Summary of consistency between original and replication findings for original positive results (top) and null results (bottom), and by treating internal replications individually (all outcomes; column 5) and aggregated by effects (column 4), experiments (column 3), and papers (column 2). All findings coded in terms of consistency with original findings. If original results were null, then a positive result is counted as inconsistent with the original finding. For statistical significance, if original results were interpreted as a positive result but were not statistically significant at p < 0.05, then they were treated as a positive result (seven effects); likewise, if they were interpreted as a null result but were statistically significant at p < 0.05, they were treated as a null result (two effects).

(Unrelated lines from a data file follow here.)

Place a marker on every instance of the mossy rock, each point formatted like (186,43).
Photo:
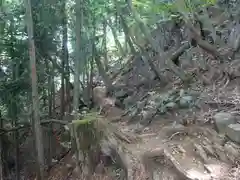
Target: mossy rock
(86,131)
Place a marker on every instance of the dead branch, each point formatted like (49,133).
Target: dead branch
(202,43)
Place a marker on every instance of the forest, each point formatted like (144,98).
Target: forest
(119,90)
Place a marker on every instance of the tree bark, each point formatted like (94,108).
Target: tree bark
(64,59)
(35,99)
(120,48)
(79,24)
(105,45)
(1,149)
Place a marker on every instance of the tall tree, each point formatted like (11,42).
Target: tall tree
(35,98)
(65,65)
(79,25)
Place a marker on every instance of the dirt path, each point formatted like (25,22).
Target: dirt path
(167,151)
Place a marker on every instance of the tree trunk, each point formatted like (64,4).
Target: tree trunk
(120,48)
(107,81)
(64,57)
(1,149)
(35,99)
(79,25)
(14,101)
(125,27)
(105,45)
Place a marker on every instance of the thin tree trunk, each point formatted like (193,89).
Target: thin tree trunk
(35,99)
(120,48)
(107,81)
(65,62)
(105,45)
(125,27)
(14,108)
(79,24)
(1,149)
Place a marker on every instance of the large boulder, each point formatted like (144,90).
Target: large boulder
(222,120)
(233,132)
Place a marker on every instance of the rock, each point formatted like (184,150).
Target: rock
(233,132)
(186,101)
(128,102)
(222,120)
(147,115)
(171,105)
(121,93)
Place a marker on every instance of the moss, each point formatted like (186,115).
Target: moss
(85,132)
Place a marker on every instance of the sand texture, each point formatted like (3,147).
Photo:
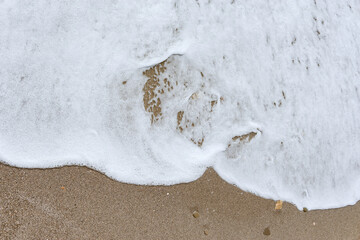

For original positive results, replications were deemed successful if they were statistically significant and in the same direction as the original finding; for original null results, replications were deemed successful if they were not statistically significant, regardless of direction. The ‘same direction’ criterion is not applicable for original null results because ‘null’ is an interpretation in null hypothesis significance testing and most null results still have a direction (as the effect size is almost always non-zero). Likewise, comparing direction of effect sizes is not meaningful for original null results if their variation was interpreted as noise. Mean differences were estimated from the image for original effects based on representative images. Original positive and null effects were kept separate when aggregating into experiments and papers. That is, if a single experiment had both positive and null effects, then the positive effects are summarized in ‘original positive results’ and the null outcomes are summarized in ‘original null results’. Very similar results are obtained when alternative strategies are used to aggregate the data (see Tables S1–S3 in Supplementary file 1). Standardized mean difference (SMD) effect sizes are reported. CI = 95% confidence interval; PI = 95% prediction interval; ES = effect size; IQR = interquartile range.